Articles of incorporation can easily be confused with bylaws, which lay out the rules and regulations that govern a corporation and help establish the roles and duties of the company’s directors and officers. Articles of incorporation are also sometimes called a certification of formation or a charter. The articles of incorporation contain general information about a corporation, such as a name and location of the business. Bylaws, on the other hand, contain information about the rules and regulations that govern a corporation. In addition, corporate bylaws help to establish the roles and duties of the company’s directors and officers.
Forms and Legal Documents
The first step in the process is structuring a business as a corporation. The specific documents vary by state, but each will include a number of questions about the business and its owners. The forms are easily found online but don’t be alarmed if they are called something other than articles of incorporation.

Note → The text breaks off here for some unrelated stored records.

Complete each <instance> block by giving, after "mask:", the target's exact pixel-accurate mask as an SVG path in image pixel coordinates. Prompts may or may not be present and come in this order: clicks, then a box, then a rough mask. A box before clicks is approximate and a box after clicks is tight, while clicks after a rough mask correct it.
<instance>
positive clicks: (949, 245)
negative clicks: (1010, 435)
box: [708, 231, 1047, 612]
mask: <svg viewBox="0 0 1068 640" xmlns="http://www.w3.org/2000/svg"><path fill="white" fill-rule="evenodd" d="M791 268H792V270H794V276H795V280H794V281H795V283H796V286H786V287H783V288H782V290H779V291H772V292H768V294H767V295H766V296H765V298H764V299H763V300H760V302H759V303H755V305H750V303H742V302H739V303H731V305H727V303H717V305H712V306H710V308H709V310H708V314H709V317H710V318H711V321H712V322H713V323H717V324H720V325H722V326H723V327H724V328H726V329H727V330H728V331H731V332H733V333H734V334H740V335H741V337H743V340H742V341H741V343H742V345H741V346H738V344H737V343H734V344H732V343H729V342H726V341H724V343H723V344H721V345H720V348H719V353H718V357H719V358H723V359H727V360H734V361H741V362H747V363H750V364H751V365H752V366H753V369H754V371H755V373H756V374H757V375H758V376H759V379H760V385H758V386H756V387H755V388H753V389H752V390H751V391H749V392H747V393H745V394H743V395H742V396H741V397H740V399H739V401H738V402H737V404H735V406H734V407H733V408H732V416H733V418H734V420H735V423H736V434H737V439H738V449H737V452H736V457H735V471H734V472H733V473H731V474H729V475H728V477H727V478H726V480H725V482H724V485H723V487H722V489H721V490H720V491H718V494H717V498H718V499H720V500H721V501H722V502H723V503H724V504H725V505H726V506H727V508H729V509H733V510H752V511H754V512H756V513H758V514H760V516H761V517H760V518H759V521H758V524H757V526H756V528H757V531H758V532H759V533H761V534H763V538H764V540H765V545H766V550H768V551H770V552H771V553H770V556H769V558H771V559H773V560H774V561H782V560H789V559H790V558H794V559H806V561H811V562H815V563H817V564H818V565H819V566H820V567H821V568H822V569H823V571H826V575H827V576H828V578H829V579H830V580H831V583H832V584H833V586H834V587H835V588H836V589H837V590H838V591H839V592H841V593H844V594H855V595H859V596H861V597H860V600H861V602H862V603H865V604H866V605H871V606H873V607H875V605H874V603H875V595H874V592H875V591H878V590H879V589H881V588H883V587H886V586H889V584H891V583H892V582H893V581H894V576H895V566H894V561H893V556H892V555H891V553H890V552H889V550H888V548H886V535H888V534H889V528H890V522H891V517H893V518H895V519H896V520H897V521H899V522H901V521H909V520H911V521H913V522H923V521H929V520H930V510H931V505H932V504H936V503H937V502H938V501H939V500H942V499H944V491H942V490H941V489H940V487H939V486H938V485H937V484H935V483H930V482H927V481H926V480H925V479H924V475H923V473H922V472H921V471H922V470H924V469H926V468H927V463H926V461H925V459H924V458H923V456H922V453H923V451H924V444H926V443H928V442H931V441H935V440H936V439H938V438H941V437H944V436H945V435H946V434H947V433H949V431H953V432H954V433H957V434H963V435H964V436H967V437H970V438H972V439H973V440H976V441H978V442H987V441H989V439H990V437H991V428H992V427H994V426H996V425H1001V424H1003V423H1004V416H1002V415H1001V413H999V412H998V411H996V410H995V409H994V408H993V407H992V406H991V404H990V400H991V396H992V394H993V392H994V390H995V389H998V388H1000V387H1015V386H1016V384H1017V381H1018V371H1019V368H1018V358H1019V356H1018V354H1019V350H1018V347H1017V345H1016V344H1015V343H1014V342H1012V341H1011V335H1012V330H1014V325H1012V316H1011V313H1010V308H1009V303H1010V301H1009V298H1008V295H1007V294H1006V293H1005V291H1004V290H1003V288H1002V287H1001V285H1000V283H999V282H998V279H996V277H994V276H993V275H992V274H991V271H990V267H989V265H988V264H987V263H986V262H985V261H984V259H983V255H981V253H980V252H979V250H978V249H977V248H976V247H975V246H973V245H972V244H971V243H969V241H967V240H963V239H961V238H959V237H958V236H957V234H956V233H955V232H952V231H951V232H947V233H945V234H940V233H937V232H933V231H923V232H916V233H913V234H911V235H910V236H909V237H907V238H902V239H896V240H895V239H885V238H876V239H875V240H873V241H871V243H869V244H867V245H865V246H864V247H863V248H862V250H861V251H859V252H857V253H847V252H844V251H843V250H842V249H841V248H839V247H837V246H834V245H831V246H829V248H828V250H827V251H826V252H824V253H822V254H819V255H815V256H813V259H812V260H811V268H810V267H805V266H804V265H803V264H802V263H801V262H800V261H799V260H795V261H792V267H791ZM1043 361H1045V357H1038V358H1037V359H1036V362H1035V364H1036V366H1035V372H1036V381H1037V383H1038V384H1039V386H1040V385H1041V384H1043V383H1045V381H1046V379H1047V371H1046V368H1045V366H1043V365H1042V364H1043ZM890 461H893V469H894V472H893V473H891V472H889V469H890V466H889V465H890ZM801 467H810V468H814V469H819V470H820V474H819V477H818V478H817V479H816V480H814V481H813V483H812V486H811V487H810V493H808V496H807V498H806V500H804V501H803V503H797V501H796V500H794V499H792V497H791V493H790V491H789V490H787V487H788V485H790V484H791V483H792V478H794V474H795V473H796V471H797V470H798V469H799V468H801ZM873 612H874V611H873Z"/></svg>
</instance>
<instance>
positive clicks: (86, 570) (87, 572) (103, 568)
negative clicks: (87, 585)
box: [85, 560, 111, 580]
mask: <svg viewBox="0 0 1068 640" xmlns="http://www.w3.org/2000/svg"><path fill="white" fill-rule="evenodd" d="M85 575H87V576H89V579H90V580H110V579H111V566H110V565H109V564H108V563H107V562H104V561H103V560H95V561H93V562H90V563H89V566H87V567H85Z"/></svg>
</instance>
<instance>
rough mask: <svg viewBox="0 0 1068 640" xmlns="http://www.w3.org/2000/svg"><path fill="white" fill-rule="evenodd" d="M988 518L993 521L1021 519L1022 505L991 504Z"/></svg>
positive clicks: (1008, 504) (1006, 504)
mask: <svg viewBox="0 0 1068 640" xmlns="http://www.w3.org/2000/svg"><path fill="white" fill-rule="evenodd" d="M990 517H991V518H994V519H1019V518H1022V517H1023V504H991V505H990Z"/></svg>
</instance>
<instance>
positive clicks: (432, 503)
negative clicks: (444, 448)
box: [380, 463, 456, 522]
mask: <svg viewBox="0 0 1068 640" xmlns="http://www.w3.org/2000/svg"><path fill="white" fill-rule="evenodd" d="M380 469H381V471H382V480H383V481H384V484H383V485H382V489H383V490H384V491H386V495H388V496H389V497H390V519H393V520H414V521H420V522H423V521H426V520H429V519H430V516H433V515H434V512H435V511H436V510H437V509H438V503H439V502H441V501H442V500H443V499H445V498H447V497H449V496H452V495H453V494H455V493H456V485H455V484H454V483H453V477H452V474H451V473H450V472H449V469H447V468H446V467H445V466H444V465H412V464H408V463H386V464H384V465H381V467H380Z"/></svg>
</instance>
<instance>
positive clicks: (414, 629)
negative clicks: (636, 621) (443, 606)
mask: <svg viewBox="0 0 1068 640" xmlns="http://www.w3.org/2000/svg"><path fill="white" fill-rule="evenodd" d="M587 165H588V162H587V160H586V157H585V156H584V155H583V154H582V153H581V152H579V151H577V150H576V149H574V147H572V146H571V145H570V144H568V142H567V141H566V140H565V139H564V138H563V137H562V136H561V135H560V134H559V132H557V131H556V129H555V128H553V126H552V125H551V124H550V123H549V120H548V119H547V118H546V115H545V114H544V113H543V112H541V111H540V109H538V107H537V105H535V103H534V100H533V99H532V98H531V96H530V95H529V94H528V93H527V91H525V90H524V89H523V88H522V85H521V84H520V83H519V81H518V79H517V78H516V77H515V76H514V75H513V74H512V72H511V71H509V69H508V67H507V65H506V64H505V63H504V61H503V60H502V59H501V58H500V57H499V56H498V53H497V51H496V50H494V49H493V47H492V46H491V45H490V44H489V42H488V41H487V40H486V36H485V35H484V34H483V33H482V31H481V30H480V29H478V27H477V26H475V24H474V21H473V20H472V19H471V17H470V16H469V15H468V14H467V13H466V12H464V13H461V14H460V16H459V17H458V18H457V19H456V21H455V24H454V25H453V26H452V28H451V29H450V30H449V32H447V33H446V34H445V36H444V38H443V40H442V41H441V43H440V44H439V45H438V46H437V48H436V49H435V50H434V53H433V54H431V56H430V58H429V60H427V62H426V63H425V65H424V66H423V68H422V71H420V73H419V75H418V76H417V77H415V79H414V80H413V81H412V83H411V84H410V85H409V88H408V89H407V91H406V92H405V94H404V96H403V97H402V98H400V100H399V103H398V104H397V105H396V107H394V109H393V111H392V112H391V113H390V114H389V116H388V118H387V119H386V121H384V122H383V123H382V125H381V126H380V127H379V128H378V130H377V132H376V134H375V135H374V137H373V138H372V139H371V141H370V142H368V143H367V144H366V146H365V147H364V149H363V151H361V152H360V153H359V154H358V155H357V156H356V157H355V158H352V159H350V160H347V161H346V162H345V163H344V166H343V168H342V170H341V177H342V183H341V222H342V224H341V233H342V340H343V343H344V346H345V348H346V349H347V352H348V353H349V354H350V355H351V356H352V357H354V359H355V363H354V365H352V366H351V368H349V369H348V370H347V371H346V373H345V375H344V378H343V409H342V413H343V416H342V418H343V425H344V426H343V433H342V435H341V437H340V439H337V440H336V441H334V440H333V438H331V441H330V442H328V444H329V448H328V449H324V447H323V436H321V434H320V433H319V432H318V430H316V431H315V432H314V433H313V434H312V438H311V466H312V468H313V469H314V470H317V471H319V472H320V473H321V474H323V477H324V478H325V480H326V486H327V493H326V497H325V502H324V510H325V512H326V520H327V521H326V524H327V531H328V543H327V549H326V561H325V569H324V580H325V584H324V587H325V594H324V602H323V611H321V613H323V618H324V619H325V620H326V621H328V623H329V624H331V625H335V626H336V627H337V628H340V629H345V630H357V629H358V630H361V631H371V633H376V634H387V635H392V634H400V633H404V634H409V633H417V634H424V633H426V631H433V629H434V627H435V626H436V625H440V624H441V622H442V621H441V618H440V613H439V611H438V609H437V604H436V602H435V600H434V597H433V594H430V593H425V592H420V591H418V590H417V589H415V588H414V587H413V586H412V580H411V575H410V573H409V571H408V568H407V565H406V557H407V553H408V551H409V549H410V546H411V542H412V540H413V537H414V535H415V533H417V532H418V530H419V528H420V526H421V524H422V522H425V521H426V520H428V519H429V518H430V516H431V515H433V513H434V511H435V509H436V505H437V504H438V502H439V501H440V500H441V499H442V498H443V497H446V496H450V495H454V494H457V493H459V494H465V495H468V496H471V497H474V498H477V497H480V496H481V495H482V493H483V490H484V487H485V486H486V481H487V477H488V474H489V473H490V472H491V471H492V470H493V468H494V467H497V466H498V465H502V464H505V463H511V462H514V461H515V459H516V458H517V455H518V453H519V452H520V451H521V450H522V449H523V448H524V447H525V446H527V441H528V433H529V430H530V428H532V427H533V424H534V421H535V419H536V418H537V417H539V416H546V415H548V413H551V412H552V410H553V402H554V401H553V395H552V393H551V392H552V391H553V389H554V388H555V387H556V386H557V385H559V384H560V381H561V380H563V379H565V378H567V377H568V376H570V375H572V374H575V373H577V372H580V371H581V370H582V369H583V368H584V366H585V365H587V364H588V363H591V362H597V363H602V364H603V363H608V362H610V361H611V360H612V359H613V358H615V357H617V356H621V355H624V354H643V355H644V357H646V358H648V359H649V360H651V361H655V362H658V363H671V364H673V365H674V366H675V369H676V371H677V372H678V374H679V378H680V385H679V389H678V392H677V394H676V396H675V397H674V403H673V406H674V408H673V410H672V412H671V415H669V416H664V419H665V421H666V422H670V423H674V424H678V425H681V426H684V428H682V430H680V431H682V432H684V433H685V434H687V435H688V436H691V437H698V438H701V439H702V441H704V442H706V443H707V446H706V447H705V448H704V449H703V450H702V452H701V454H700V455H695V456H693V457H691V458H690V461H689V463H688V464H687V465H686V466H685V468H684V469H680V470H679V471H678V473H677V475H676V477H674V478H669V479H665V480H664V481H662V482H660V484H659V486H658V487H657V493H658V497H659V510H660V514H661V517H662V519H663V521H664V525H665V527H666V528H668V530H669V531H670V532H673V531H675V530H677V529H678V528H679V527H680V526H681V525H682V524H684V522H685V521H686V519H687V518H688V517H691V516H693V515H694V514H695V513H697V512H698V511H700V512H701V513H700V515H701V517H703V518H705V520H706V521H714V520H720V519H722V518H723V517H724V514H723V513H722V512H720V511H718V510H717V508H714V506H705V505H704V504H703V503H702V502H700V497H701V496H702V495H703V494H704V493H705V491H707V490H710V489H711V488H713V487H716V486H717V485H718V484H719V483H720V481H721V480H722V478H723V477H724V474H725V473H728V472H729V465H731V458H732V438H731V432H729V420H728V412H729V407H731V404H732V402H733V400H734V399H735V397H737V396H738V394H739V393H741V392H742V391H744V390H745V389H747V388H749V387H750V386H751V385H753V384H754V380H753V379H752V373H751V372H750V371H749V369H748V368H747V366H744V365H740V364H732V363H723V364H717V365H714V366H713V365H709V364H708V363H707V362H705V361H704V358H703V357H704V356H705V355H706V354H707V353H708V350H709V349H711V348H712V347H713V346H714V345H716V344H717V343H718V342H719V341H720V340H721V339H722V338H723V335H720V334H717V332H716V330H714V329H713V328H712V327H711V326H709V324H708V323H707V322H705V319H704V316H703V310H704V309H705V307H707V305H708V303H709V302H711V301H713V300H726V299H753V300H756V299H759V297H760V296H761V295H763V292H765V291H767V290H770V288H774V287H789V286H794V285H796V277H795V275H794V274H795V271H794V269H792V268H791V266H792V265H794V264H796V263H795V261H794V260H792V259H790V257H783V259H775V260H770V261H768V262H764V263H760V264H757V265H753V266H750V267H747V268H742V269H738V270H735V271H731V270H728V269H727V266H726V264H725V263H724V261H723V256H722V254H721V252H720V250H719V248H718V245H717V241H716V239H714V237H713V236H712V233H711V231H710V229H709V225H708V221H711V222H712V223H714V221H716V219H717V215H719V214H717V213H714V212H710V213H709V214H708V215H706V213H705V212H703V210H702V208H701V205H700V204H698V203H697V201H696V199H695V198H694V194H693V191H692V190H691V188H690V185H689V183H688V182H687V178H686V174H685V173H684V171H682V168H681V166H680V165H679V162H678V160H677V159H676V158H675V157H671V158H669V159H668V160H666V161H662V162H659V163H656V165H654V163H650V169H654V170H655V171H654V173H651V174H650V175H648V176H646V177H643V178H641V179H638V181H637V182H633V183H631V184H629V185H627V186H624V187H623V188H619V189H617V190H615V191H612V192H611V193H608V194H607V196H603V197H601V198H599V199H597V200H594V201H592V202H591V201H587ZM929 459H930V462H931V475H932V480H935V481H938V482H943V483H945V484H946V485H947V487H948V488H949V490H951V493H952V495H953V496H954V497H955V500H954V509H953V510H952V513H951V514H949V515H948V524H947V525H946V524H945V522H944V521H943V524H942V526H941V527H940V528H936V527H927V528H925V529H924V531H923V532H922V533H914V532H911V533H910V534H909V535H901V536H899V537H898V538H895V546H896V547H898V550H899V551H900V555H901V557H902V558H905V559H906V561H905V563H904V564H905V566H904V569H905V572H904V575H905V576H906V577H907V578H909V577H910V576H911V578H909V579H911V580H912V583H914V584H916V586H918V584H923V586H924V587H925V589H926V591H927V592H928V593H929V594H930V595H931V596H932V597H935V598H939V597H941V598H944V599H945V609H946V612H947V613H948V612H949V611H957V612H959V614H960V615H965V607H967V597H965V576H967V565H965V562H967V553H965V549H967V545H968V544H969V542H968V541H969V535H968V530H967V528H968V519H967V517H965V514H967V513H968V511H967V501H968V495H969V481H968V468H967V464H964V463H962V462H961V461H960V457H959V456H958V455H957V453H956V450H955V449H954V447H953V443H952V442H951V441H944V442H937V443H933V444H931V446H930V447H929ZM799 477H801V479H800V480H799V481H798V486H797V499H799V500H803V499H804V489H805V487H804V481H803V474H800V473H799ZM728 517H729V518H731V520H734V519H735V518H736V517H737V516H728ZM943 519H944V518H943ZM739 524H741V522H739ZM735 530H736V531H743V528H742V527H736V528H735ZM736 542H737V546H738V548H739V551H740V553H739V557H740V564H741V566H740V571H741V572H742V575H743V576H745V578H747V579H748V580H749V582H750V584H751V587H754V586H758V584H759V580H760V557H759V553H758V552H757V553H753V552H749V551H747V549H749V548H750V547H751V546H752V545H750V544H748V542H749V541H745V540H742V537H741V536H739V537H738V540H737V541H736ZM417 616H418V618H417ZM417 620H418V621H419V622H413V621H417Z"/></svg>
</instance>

Despite a state-by-state filing, the forms will all ask pretty much the same questions and will be in a fill-in-the-blank format. The most crucial information that is required will be corporate name, recipient of all legal notices and official mailings, the purpose of the business, the duration of the business, the incorporator, the directors, how many shares of stock can be issued, and how many classes of stock the corporation will be allowed to issue.
Articles of incorporation must be submitted to the secretary or department of state in order to establish a company as a corporate entity. Depending on the state of incorporation, articles of incorporation may be submitted in person to the secretary or department of state’s office, by mail or electronically to the secretary or department of state website. A corporation is not required to file the company’s bylaws with any government agency. Instead, corporations are required to maintain their bylaws at the company’s primary business location. Corporate bylaws are an internal document, establishing operating procedures for a corporation.
Legally, the answer is no. In fact, over 70 percent of U.S. businesses are owned by sole proprietors and operate successfully without incorporating it. However, if you need liability protection to protect personal assets if a client sues you, potential tax savings (at a price), or a loan to grow your business in the future, then incorporation might benefit you.
Typically, if you only operate in one state, you should incorporate it in that state. If you operate in multiple states, you should determine which state is the friendliest to corporations and incorporate them in that state. File your articles of incorporation in the state where you intend to incorporate – usually with the Secretary of State’s office and for a fee, depending on where you live. Check your state website for more information.
The primary benefit of business incorporation is limited liability. When you own a small business, you will invest a lot of money into not only getting it launched but in keeping it running smoothly as well. As the owner, you are responsible for any debts and losses your business may accumulate along the way. However, when you incorporate, you are typically only held responsible for the amount of money you personally invest. Your personal assets typically cannot be used to satisfy the debts and liabilities of your business.